Sports

NBA program helps rooks get ready for life in pros

There is a steep learning curve for NBA rookies on and off the court. Though there is little the league can do to show a rookie how to play against LeBron James or Kevin Durant, it can show him how to navigate the many new challenges and obstacles a professional athlete faces.

That was the goal of the NBA’s Rookie Transition Program, which was held in Florham Park last week.

“They’ve opened our eyes to all the resources that are available, and then it’s really up to us to take advantage of them,” Nets rookie Mason Plumlee said. “It’s very helpful. Of course, guys will complain that it’s long and it’s like sitting in class. Nobody likes that.

“But, if you take a few things away from here, it can help you financially, in your relationships. … This is our job, so it’s just focusing on our job.”

The program is a crash course in what it takes to be an NBA player off the court, and a broad view of how the league works through a variety of presentations. Though it is unlikely all of the information the players received last week will sink in immediately, it gives them a knowledge base and the tools to access that base when needed.

“I think the most important thing is they know where to go when they need help or have a question,” NBA deputy commissioner Adam Silver said. “There’s so much information that’s presented to them in a short amount of time — we’re doing 12-hour sessions — they couldn’t possibly absorb everything we’re telling them.

“But most importantly it’s to give them a sense of confidence that there’s people here that are committed to their success, and making sure that they’re not alone.”

One way the league plans to put that into practice is by developing a specific Rookie Transition Program app, which it still is working on.
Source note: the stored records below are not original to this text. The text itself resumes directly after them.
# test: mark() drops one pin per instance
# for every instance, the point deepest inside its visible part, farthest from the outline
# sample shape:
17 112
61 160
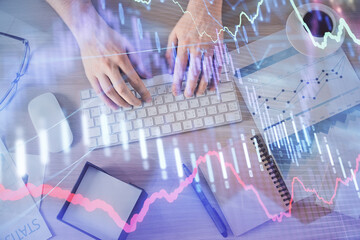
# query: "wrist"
198 8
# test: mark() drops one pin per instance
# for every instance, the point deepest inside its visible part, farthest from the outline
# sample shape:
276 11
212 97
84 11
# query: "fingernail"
188 93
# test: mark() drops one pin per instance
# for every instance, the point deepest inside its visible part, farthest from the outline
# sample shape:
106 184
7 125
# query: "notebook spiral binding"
271 167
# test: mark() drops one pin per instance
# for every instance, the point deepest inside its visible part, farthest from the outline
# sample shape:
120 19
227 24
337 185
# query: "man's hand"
104 54
196 50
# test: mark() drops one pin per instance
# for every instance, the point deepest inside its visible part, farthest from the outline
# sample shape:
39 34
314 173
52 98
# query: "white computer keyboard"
165 115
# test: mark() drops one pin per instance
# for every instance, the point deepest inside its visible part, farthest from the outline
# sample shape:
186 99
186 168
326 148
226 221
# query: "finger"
179 70
135 81
205 76
193 73
214 78
216 72
110 92
120 87
171 50
98 90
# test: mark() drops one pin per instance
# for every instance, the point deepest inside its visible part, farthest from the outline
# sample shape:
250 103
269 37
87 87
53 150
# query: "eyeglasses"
10 93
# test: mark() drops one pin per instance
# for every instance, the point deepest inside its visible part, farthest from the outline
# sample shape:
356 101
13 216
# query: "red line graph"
91 205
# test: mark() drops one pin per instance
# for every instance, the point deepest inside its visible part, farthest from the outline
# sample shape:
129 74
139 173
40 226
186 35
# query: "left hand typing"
196 49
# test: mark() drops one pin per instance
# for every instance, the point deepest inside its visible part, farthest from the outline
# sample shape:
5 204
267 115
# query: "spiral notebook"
258 194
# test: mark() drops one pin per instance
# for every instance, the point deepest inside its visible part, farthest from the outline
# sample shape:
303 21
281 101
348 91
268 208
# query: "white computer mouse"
49 121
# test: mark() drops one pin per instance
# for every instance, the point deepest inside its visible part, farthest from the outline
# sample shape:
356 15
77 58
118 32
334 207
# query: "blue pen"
211 211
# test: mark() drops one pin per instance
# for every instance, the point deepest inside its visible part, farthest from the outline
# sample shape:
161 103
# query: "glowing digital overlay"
91 205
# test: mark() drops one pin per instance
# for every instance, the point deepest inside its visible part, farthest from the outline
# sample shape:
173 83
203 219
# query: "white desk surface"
56 66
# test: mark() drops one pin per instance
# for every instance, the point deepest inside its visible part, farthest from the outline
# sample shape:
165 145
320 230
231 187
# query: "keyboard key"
146 132
127 108
211 110
148 122
134 135
176 127
228 97
169 118
198 123
128 126
173 107
194 103
200 112
233 116
110 119
209 121
158 100
92 102
219 119
93 143
97 121
120 116
138 107
190 114
179 97
115 128
226 87
165 129
147 104
105 110
161 89
138 123
141 113
93 93
94 132
208 93
85 94
130 115
168 88
233 106
90 122
152 91
214 99
159 120
187 125
95 112
168 98
180 116
152 111
162 109
183 105
114 139
155 131
204 101
222 108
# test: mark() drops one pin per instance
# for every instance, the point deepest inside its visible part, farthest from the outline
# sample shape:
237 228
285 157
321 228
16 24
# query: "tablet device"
95 184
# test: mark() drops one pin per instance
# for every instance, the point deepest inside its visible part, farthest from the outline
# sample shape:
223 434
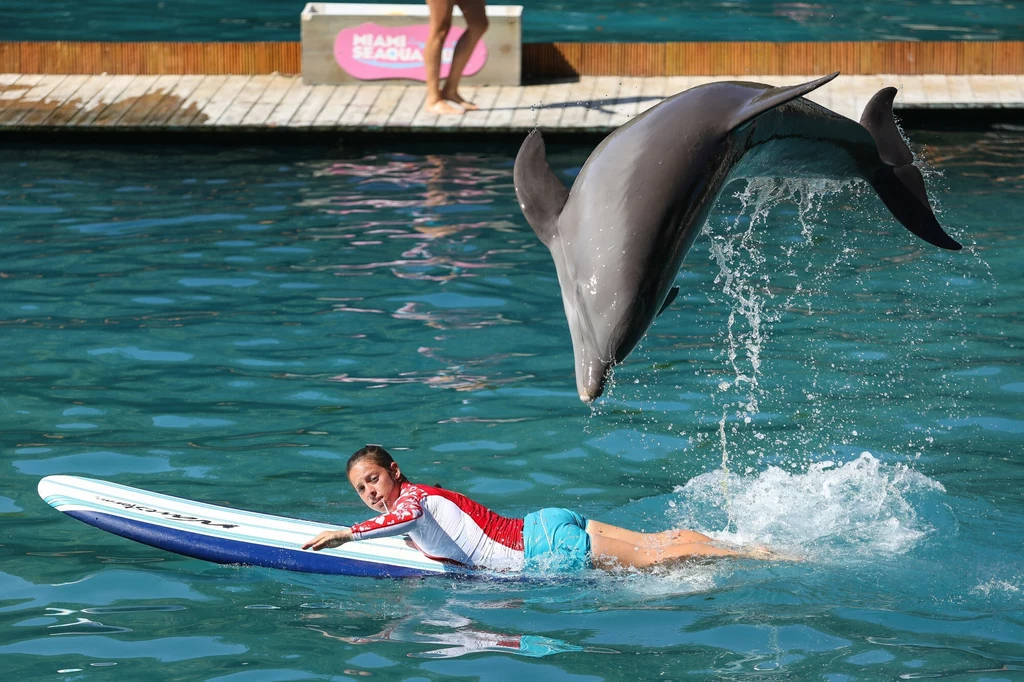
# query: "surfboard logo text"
167 514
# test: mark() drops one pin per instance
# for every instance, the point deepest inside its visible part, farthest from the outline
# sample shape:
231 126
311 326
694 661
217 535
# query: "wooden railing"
541 60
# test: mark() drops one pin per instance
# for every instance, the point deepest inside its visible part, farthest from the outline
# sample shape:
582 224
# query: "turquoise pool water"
544 20
229 324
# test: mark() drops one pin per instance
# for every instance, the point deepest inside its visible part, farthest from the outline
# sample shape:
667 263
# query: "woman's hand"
330 539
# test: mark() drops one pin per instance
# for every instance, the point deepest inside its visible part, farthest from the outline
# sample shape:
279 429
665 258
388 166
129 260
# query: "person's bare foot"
444 108
465 103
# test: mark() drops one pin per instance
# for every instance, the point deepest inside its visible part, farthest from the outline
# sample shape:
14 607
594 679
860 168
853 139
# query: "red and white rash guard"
450 526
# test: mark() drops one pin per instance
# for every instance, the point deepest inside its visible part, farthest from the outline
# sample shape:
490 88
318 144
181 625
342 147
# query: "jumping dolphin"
620 236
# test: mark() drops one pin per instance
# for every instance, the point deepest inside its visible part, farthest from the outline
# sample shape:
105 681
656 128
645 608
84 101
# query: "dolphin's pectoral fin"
899 183
668 300
773 97
541 194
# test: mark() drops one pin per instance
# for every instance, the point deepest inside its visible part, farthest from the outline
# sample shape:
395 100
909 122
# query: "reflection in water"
458 637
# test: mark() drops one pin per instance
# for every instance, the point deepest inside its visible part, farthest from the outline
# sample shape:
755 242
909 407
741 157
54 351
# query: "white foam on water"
862 507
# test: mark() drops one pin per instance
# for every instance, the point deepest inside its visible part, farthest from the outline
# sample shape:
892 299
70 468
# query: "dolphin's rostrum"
620 236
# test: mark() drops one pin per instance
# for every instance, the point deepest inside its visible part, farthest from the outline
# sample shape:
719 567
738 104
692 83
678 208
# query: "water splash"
745 280
861 507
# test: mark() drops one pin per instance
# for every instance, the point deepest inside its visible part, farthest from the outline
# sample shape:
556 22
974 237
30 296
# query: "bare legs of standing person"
446 99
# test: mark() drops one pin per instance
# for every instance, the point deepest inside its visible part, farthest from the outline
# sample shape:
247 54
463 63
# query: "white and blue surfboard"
229 536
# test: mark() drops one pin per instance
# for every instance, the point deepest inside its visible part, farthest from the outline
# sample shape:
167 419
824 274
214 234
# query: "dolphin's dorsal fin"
878 119
772 97
541 194
668 300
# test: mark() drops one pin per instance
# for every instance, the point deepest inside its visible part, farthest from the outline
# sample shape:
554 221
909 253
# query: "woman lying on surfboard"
450 526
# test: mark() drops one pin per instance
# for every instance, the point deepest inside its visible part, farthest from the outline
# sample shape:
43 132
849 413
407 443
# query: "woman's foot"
457 98
443 108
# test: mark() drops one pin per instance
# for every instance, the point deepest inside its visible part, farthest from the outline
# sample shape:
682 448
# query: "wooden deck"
262 102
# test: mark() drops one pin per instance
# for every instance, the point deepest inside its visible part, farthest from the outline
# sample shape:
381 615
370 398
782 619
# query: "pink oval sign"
372 52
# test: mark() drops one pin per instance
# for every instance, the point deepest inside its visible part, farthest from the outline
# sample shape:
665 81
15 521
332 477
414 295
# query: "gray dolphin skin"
620 235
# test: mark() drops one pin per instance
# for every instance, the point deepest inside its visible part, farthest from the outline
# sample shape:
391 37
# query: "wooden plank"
556 99
911 92
190 112
140 109
335 108
312 104
128 98
998 90
454 121
248 95
627 100
289 104
960 91
173 101
54 100
580 95
484 98
936 88
600 101
383 107
17 89
651 93
267 101
31 100
407 109
844 100
220 100
504 108
66 112
359 105
530 104
104 96
424 120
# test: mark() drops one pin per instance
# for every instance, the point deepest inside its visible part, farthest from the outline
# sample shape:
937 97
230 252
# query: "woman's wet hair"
374 454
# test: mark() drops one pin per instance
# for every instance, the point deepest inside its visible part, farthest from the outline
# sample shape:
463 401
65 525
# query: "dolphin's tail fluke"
898 182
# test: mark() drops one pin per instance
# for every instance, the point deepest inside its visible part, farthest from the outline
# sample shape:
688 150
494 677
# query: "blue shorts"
556 540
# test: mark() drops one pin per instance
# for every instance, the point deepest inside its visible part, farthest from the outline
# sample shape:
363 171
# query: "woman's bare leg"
647 539
609 553
440 24
476 24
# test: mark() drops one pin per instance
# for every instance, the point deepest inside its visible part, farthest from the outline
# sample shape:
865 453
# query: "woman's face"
376 485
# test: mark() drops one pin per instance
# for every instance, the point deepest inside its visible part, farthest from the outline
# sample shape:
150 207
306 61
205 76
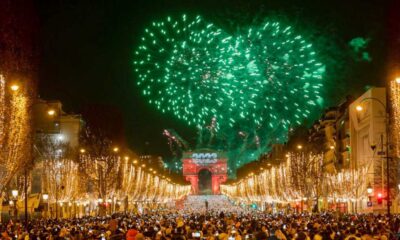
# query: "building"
368 140
51 125
49 118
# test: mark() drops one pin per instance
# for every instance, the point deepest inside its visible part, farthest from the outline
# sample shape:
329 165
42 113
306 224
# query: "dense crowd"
212 223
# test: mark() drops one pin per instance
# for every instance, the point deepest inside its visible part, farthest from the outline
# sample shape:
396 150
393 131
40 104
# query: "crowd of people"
210 223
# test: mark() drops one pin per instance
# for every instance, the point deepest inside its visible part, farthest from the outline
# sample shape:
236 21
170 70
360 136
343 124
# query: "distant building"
51 122
331 135
368 140
49 118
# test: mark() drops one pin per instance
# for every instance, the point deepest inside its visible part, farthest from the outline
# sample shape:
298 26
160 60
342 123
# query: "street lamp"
46 198
14 193
14 87
51 112
359 108
299 147
369 189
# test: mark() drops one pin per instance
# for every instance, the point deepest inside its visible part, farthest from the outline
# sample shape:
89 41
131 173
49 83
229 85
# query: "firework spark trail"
263 80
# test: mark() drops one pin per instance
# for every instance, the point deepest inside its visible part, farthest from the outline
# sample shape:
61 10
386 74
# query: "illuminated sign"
204 158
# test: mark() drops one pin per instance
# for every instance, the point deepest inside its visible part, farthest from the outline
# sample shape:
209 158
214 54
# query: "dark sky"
87 49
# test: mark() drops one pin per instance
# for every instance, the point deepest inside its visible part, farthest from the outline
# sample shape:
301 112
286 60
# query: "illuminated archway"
208 160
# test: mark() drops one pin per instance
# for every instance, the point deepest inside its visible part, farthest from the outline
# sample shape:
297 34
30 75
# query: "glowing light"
14 87
45 196
14 193
51 112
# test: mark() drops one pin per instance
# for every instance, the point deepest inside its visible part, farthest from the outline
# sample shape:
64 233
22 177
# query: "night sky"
87 49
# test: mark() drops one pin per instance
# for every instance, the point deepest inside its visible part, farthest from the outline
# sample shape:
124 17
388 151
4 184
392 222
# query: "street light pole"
26 198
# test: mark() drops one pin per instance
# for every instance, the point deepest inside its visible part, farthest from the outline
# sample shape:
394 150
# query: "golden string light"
300 177
14 129
395 105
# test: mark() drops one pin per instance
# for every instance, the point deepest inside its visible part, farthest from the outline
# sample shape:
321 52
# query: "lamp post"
14 193
46 199
359 108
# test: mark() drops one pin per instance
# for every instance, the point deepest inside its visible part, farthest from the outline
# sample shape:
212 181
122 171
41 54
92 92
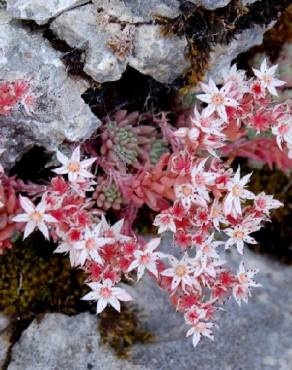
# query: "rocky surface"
57 341
92 27
255 336
222 55
152 53
41 11
138 11
58 112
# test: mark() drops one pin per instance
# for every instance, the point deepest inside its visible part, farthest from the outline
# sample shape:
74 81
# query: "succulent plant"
107 194
8 208
126 140
158 147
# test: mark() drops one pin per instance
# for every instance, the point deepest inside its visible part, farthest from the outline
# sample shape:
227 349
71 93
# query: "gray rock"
138 11
59 113
100 62
222 55
154 54
61 342
158 56
211 4
255 336
40 11
214 4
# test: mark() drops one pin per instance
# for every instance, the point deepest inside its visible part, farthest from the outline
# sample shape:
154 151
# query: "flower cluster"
199 198
13 93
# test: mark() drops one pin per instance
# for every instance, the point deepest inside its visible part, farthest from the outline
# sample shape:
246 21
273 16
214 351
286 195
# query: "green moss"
205 28
275 238
122 330
33 280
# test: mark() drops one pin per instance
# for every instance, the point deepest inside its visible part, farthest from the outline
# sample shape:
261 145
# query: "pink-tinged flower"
146 259
185 193
164 222
241 290
236 193
34 217
216 214
90 245
1 168
264 203
257 90
240 235
217 99
200 329
105 293
201 179
208 248
180 272
267 77
206 265
283 130
237 78
206 124
191 134
113 233
74 167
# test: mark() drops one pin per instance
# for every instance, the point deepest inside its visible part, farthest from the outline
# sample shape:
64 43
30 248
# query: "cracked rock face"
152 54
138 11
41 11
93 27
58 112
62 342
253 336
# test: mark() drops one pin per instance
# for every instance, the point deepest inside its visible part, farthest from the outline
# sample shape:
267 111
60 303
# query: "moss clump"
122 330
33 280
205 28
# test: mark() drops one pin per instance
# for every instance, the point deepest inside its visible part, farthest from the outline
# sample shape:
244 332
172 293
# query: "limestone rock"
61 342
100 62
138 11
40 11
158 56
214 4
58 112
153 54
253 336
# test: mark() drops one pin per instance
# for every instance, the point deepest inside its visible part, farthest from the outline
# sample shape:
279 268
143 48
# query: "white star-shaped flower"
236 193
180 272
113 233
105 293
146 259
74 167
90 244
217 99
267 77
34 216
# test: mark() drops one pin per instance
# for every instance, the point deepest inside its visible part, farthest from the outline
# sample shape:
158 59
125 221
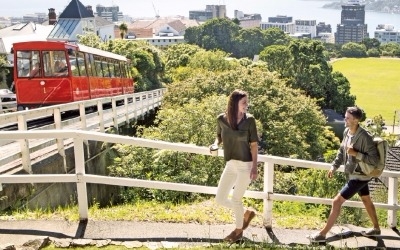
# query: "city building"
306 26
284 23
160 32
76 19
325 37
323 28
4 22
111 13
211 11
352 27
385 33
248 20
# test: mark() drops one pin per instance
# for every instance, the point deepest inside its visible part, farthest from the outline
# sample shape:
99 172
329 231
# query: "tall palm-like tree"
123 28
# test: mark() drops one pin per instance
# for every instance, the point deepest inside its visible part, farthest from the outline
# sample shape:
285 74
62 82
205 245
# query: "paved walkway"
177 235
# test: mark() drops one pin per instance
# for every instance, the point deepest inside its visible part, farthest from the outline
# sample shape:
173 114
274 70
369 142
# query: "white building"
306 26
162 41
385 33
284 23
326 37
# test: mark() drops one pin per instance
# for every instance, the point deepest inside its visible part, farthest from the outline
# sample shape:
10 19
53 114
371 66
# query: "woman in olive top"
237 131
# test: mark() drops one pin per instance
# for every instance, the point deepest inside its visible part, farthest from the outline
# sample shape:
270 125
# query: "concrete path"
178 235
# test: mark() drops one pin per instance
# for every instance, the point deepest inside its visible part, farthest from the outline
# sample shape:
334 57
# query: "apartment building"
248 20
385 33
211 11
306 26
352 27
284 23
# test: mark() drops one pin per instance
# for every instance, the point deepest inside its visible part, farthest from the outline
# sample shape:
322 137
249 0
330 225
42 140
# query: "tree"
123 28
248 43
278 58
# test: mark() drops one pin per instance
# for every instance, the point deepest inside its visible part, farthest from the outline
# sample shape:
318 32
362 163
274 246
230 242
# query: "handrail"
267 194
134 106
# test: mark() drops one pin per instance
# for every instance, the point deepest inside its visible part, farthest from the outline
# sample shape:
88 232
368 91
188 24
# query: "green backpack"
382 147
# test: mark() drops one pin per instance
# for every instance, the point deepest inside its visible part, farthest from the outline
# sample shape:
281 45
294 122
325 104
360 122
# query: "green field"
376 84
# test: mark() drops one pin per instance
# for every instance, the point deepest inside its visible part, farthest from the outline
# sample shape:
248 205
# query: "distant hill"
386 6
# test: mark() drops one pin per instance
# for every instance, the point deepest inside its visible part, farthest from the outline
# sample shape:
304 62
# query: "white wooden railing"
134 106
267 194
6 107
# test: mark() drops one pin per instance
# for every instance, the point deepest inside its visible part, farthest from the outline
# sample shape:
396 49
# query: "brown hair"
233 107
356 112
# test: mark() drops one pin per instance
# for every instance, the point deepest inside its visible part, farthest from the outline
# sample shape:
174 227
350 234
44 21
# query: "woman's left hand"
254 173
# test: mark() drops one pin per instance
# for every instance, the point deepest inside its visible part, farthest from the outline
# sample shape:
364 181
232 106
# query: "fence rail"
123 109
267 194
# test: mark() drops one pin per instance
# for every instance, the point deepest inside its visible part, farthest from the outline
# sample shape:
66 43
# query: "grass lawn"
376 84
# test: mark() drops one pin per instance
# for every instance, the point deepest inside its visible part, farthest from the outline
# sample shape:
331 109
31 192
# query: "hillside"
375 83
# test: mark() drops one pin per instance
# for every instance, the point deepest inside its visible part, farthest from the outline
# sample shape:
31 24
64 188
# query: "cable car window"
106 70
97 64
55 63
117 69
81 64
28 63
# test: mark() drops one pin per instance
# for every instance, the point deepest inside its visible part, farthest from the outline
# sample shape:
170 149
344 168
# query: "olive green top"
236 143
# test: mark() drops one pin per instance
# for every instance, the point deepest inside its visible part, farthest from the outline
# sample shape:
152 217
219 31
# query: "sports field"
376 84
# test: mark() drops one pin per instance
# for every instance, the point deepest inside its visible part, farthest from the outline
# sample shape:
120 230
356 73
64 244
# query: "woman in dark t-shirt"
237 131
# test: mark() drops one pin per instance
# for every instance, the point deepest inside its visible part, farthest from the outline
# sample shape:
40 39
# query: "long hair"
233 107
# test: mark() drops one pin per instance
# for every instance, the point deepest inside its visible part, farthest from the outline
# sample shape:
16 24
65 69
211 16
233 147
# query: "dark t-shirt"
236 143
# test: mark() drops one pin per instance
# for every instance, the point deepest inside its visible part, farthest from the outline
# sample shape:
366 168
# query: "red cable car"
49 73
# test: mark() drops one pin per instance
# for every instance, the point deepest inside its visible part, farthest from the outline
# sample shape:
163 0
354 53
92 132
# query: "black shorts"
354 186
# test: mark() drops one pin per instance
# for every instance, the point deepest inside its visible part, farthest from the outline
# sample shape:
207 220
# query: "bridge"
91 127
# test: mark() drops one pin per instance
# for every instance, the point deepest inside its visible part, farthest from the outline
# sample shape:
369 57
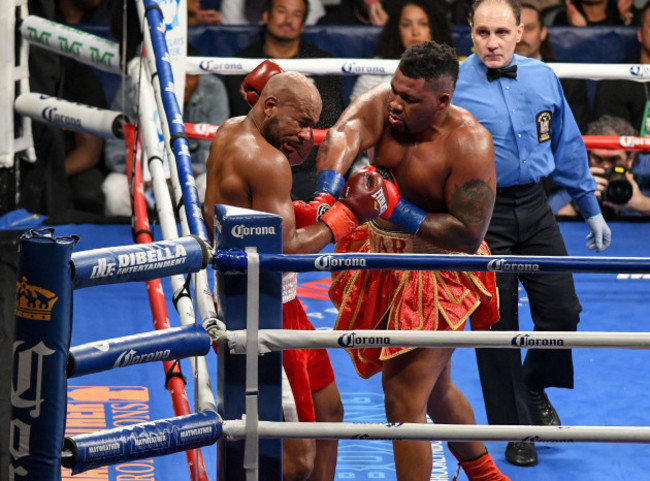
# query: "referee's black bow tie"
508 72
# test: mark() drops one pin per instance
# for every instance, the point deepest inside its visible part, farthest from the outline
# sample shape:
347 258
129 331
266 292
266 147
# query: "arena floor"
612 386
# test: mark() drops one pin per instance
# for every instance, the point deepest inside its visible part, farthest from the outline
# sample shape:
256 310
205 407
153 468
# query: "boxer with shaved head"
250 166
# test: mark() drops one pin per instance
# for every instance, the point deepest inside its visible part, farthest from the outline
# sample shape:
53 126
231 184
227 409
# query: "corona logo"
33 302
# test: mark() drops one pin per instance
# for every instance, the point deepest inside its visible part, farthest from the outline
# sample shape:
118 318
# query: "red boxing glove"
255 81
364 198
310 213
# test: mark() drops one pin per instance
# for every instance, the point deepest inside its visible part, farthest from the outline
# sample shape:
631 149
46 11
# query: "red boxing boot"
479 469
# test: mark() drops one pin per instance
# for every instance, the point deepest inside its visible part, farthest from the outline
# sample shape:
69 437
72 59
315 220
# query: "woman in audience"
410 22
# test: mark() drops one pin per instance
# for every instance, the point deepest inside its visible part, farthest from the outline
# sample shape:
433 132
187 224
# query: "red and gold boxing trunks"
308 370
406 300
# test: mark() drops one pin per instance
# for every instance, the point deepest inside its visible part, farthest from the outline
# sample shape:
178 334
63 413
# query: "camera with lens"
619 189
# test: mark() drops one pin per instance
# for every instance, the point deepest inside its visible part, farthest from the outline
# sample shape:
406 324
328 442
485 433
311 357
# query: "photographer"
623 177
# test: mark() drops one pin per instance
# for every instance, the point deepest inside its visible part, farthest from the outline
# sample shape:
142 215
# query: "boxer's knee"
298 457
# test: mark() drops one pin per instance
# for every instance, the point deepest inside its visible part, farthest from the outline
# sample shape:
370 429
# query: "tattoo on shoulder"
474 200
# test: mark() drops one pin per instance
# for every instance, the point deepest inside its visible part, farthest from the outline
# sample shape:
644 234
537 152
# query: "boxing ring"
250 445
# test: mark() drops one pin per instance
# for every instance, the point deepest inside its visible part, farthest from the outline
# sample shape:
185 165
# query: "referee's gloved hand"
600 236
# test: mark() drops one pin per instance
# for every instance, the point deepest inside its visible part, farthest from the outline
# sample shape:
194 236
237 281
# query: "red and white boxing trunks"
308 370
406 300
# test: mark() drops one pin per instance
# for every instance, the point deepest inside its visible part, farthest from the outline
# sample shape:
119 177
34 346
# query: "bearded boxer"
250 166
440 162
305 212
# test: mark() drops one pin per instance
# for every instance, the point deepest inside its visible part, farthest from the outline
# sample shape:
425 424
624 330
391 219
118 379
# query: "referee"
520 101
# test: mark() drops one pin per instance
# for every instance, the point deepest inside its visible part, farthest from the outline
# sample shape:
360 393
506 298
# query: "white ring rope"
235 430
280 339
103 54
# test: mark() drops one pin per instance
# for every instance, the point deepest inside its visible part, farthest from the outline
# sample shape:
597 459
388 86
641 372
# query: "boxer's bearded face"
292 135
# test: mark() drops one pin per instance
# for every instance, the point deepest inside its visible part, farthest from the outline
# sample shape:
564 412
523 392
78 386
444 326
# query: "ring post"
40 352
237 228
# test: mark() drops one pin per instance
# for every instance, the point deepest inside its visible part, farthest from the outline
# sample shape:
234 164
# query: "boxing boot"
479 469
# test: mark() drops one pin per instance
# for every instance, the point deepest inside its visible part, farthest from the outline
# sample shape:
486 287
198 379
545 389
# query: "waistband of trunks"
396 241
289 285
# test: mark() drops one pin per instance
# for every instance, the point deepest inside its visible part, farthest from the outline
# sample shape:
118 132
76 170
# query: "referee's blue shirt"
534 132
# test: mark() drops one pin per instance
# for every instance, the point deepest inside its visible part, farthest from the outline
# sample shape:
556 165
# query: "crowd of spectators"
282 22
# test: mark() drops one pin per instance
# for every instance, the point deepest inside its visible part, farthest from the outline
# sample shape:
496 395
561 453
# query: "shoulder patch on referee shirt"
543 120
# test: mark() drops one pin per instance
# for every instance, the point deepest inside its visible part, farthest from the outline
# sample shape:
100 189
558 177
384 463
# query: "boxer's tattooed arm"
473 202
468 214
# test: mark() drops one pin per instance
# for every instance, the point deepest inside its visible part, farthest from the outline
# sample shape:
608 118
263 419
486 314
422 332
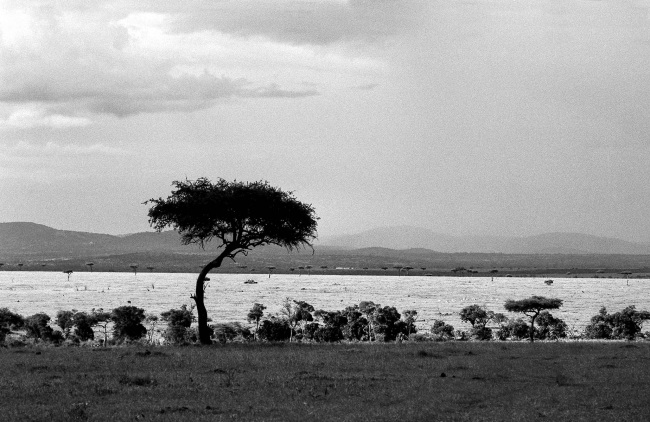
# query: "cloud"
53 161
55 149
306 22
59 67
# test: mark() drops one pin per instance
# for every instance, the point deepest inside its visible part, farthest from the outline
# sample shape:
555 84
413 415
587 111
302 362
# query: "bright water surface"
229 299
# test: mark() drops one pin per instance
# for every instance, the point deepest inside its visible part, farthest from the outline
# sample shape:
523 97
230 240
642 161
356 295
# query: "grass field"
456 381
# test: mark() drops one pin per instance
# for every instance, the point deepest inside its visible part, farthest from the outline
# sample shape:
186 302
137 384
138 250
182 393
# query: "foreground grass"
293 382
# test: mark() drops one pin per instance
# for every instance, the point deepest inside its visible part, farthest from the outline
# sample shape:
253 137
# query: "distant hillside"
29 246
29 239
406 237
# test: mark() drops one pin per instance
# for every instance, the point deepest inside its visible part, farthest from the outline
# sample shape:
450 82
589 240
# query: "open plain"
455 381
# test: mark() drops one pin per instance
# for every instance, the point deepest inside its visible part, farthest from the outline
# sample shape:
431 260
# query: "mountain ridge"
32 238
409 237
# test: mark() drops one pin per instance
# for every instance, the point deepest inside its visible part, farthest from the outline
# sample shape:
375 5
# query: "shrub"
514 329
532 307
9 321
83 326
442 330
37 326
64 319
387 321
178 321
229 331
356 326
274 329
549 327
328 333
127 322
481 333
624 324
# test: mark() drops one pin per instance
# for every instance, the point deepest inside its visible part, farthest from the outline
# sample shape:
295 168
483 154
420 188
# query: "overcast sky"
492 116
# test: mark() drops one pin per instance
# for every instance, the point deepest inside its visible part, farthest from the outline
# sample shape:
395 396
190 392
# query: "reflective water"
228 298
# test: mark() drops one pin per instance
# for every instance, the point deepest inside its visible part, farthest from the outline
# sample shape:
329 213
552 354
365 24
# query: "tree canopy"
239 216
532 305
532 308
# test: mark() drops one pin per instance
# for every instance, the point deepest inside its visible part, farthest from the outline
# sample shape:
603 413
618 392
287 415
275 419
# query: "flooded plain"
229 297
The app will give players access to all of the information they received last week, as well as people they can reach out to if they need help.

“I think part of what happens with so much information being presented to them here that the best any of us could hope for is that, ‘Oh, yeah, there is a person there to help with this issue,’” Silver said. “I think, even for the players, going to the Internet in an anonymous way is much easier sometimes than personally asking for helpand I think through technology, we can do even more to get that information at their fingertips.”

One focus of the program is to give players sound financial advice, given their new-found wealth. There have been plenty of well-publicized stories in recent years of high-profile players burning through tens of millions of dollars. The rookies took note of what they heard

“This program is going to help me in many ways, but I’m focusing on the financial part, the financial aspect of the program,” Knicks rookie Tim Hardaway Jr. said. “That’s my biggest interest.

“You only play in this league for so long, and you only can make so much money after your career is over and your career is not that long. So you just try to do as much as possible and invest as much as possible and just try to live off what you get while you’re in the league.”

The league can’t walk its rookies through every situation, but it does give them the blueprint to handle them, and a support system.

That, more than anything, was what Silver said he hopes the players took away from the program.

“There are people out there, whether it’s current or former players, who have been through it before, and we’re here as a support group to help you,” he said.